The Company may at any time, for the purpose of obtaining the
satisfaction and discharge of this Indenture or for any other purpose, pay, or
by Company Order direct any Paying Agent to pay, to the Trustee all sums held in
trust by the Company or such Paying Agent, such sums to be held by the Trustee
upon the same terms as those upon which such sums were held by the Company or
such Paying Agent; and, upon such payment by any Paying Agent to the Trustee,
such Paying Agent shall be released from all further liability with respect to
such money.
Except as otherwise provided in the form of Securities of any
particular series pursuant to the provisions of this Indenture, any money
deposited with the Trustee or any Paying Agent, or then held by the Company, in
trust for the payment of the principal of (and premium, if any) or interest on
any Security of any series and remaining unclaimed for two years after such
principal (and premium, if any) or interest has become due and payable shall be
paid to the Company on Company Request, or (if then held by the Company) shall
be discharged from such trust; and the Holder of such Security shall thereafter,
as an unsecured general creditor, look only to the Company for payment thereof,
and all liability of the Trustee or such Paying Agent with respect to such trust
money, and all liability of the Company as trustee thereof, shall thereupon
cease; PROVIDED, HOWEVER, that the Trustee or such Paying Agent, before being
required to make any such repayment, may at the expense of the Company cause to
be published once, in an Authorized Newspaper in each Place of Payment or to be
mailed to the Holders, or both, notice that such money remains unclaimed and
that, after a date specified therein,
-75-
which shall not be less than 30 days from the date of such publication or
mailing, any unclaimed balance of such money then remaining will be repaid to
the Company.
SECTION 10.4 ADDITIONAL AMOUNTS.
If the Securities of a series provide for the payment of Additional
Amounts, the Company will pay to the Holder of any Security of any series
Additional Amounts as provided therein. Whenever in this Indenture there is
mentioned, in any context, the payment of the principal of (or premium, if any)
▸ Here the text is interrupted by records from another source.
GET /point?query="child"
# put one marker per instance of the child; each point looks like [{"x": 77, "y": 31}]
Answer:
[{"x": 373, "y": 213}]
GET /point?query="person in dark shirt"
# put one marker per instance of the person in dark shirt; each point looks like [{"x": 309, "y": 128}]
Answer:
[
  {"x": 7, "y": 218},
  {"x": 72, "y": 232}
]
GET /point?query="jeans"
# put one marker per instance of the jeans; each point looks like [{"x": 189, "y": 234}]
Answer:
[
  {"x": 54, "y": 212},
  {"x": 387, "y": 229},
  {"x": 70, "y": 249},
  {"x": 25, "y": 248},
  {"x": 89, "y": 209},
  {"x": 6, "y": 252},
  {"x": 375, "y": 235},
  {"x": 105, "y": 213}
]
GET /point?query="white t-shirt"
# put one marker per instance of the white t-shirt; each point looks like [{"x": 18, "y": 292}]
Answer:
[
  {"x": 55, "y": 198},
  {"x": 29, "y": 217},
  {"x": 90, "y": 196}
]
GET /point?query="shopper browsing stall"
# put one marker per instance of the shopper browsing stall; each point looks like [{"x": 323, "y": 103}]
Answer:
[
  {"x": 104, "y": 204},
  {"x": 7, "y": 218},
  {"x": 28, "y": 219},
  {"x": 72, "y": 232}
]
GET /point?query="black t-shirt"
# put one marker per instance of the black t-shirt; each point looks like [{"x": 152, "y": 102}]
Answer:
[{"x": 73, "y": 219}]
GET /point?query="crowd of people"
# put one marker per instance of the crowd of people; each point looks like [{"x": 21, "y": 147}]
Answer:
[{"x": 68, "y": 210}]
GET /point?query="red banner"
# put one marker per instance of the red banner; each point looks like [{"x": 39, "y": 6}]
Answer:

or interest on, or in respect of, any Security of any series or the net proceeds
received on the sale or exchange of any Security of any series, such mention
shall be deemed to include mention of the payment of Additional Amounts provided
for in the terms of such Security and this Section to the extent that, in such
context, Additional Amounts are, were or would be payable in respect thereof
pursuant to the provisions of this Section and express mention of the payment of
Additional Amounts (if applicable) in any provisions hereof shall not be
construed as excluding Additional Amounts in those provisions hereof where such
express mention is not made.
If the Securities of a series provide for the payment of Additional
Amounts, at least 10 days prior to the first Interest Payment Date with respect
to that series of Securities (or if the Securities of that series will not bear
interest prior to Maturity, the first day on which a payment of principal (and
premium, if any) is made, and at least 10 days prior to each date of payment of
principal (and premium, if any) or interest, if there has been any change with
respect to the matters set forth in the below mentioned Officers' Certificate),
the Company will furnish the Trustee and the Company's principal Paying Agent or
Paying Agents, if other than the Trustee, with an Officers' Certificate
instructing the Trustee and such Paying Agent or Paying Agents whether such
payment of principal (and premium, if any) or interest on the Securities of that
series shall be made to Holders of Securities of that series who are United
States Aliens without withholding for or on account of any tax, assessment or
other governmental charge described in the Securities of that series. If any
such withholding shall be required, then such Officers' Certificate shall
specify by country the amount, if any, required to be withheld on such payments
to such Holders of Securities and the Company will pay to the Trustee or such
Paying Agent the Additional Amounts required by the terms of such Security and
the first paragraph of this Section. The Company covenants to indemnify the
Trustee and any Paying Agent for, and to hold them harmless against, any loss,
liability or
-76-
expense reasonably incurred without negligence or bad faith on their part
arising out of or in connection with actions taken or omitted by any of them in
reliance on any Officers' Certificate furnished pursuant to this Section.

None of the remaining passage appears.